The smell exhibited by drain flies sometimes smells like urine, but it can also smell like something resembling vomit. Whichever odor your nose recognizes, they’re stinky. They’re completely harmless to humans, but you don’t want to leave these flies living in your bathroom. They smell bad, and they reproduce like crazy. So, if you think you have drain flies, it’s essential to deal with them as soon as possible.
It’s highly unlikely that you will see the drain flies themselves. What is likely is that you will spot black worms in your toilet – except they’re not worms, they’re drain fly larvae that gather around openings in sinks and drains. So now you know. If you have worms (drain fly larvae) in your toilet, it smells terrible and could be the cause of your lingering urine smell.
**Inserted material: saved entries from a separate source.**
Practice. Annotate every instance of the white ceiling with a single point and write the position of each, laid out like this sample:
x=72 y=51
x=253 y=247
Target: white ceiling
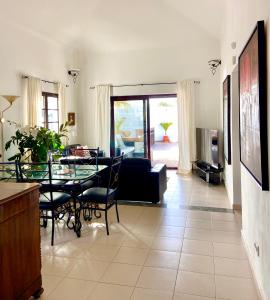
x=117 y=24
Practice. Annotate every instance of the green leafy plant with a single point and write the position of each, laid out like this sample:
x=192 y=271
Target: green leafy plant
x=166 y=126
x=118 y=124
x=36 y=142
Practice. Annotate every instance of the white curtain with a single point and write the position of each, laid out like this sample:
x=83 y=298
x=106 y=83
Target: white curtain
x=32 y=101
x=102 y=120
x=61 y=90
x=186 y=125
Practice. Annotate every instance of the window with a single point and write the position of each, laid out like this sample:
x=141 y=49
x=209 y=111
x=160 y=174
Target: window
x=50 y=111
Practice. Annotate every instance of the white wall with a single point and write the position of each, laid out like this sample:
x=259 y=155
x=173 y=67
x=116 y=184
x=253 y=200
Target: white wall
x=23 y=52
x=242 y=16
x=188 y=61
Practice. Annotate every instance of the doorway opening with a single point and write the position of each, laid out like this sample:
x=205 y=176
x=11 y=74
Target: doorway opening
x=164 y=131
x=145 y=126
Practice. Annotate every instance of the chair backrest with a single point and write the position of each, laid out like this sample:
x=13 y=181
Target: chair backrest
x=115 y=167
x=85 y=156
x=9 y=171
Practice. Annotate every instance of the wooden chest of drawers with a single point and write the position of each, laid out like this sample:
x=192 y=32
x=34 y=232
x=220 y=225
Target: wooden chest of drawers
x=20 y=257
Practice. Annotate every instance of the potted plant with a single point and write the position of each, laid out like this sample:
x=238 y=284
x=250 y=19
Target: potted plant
x=166 y=126
x=36 y=142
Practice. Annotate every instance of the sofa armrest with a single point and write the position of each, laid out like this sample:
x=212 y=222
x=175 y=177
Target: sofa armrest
x=158 y=180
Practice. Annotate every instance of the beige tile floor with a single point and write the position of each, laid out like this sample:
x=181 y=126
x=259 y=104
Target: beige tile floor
x=154 y=253
x=193 y=191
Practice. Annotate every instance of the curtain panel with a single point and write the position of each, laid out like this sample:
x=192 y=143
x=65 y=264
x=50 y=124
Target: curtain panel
x=186 y=125
x=61 y=91
x=102 y=120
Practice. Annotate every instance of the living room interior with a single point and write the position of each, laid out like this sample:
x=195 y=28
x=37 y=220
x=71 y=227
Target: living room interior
x=179 y=237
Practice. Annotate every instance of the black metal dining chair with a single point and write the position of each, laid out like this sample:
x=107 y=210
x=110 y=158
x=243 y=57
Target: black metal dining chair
x=53 y=202
x=89 y=157
x=103 y=198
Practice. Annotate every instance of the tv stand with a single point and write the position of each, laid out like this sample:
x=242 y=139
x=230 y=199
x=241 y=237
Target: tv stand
x=207 y=172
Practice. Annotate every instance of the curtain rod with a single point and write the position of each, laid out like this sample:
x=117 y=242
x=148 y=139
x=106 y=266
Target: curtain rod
x=46 y=81
x=143 y=84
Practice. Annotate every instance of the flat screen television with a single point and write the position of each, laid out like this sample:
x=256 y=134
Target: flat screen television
x=207 y=141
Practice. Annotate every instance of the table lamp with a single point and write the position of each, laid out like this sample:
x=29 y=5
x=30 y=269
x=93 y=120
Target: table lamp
x=10 y=99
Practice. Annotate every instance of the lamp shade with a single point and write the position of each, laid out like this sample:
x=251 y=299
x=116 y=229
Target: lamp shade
x=10 y=98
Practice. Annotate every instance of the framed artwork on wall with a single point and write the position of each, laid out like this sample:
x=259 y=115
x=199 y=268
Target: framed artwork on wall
x=227 y=118
x=253 y=107
x=71 y=119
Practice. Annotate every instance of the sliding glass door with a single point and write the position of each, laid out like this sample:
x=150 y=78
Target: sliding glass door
x=145 y=126
x=129 y=126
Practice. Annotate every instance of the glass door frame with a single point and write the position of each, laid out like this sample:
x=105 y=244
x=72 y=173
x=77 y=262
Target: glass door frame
x=146 y=119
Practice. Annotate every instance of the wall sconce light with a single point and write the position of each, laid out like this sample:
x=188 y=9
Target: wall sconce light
x=214 y=63
x=74 y=73
x=10 y=99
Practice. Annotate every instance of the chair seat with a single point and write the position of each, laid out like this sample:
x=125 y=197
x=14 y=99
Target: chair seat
x=81 y=186
x=96 y=195
x=58 y=199
x=46 y=186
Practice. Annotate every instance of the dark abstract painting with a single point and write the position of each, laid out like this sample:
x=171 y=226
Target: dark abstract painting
x=253 y=110
x=227 y=119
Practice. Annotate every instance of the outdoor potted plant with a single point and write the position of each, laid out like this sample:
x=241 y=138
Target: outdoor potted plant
x=166 y=126
x=36 y=143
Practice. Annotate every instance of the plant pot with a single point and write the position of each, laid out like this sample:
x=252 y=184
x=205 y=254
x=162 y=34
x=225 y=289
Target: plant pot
x=166 y=139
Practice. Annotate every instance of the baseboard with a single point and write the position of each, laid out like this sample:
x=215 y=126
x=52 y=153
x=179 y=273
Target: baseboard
x=237 y=207
x=257 y=284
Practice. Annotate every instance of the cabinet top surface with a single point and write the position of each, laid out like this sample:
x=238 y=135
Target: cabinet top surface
x=9 y=190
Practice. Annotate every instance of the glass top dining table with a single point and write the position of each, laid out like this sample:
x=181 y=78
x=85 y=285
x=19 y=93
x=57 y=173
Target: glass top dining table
x=65 y=172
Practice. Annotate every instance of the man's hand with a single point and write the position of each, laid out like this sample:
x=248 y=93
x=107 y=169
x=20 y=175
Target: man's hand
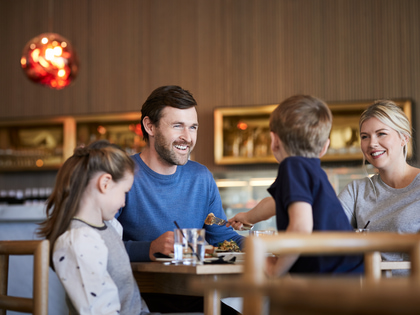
x=163 y=244
x=237 y=221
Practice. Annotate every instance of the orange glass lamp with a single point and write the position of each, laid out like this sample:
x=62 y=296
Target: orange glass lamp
x=49 y=59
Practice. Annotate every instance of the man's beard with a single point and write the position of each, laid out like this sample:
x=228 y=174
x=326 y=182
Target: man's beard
x=168 y=154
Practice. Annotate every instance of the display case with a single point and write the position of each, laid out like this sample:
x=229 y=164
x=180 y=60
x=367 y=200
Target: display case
x=123 y=129
x=35 y=144
x=242 y=134
x=44 y=144
x=240 y=191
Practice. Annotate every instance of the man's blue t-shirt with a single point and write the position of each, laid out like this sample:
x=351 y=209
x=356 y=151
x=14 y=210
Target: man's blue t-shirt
x=303 y=179
x=155 y=201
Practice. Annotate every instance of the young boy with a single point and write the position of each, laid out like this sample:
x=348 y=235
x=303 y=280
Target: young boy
x=302 y=197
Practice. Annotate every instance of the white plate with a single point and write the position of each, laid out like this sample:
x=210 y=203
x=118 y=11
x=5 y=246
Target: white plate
x=240 y=256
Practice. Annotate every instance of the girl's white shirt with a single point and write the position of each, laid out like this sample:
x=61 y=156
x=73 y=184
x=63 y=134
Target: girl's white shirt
x=89 y=286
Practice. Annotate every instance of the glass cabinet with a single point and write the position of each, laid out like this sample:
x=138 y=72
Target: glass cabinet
x=240 y=191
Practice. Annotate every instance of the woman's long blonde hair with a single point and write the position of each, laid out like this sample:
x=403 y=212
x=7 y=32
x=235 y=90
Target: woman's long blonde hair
x=72 y=179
Ridding your toilet of drain flies is relatively simple. Simply pour a scoop of baking soda, salt, and white vinegar down the toilet. Let the toilet sit overnight, then pour a pot of boiling water into it. After you’re done, use a metal brush (preferably one you’ll throw away after) to scrub the inside of the toilet and drain to ensure all the flies and larvae have been killed.
The Bottom Line
If your toilet smells like urine, it can be a sign you missed something when cleaning the bathroom, a sign of a toilet seal failure, or a drain fly infestation. Any of these things can cause a lingering urine smell. Realistically, however, the most common cause of urine smells in a bathroom is a bad aim.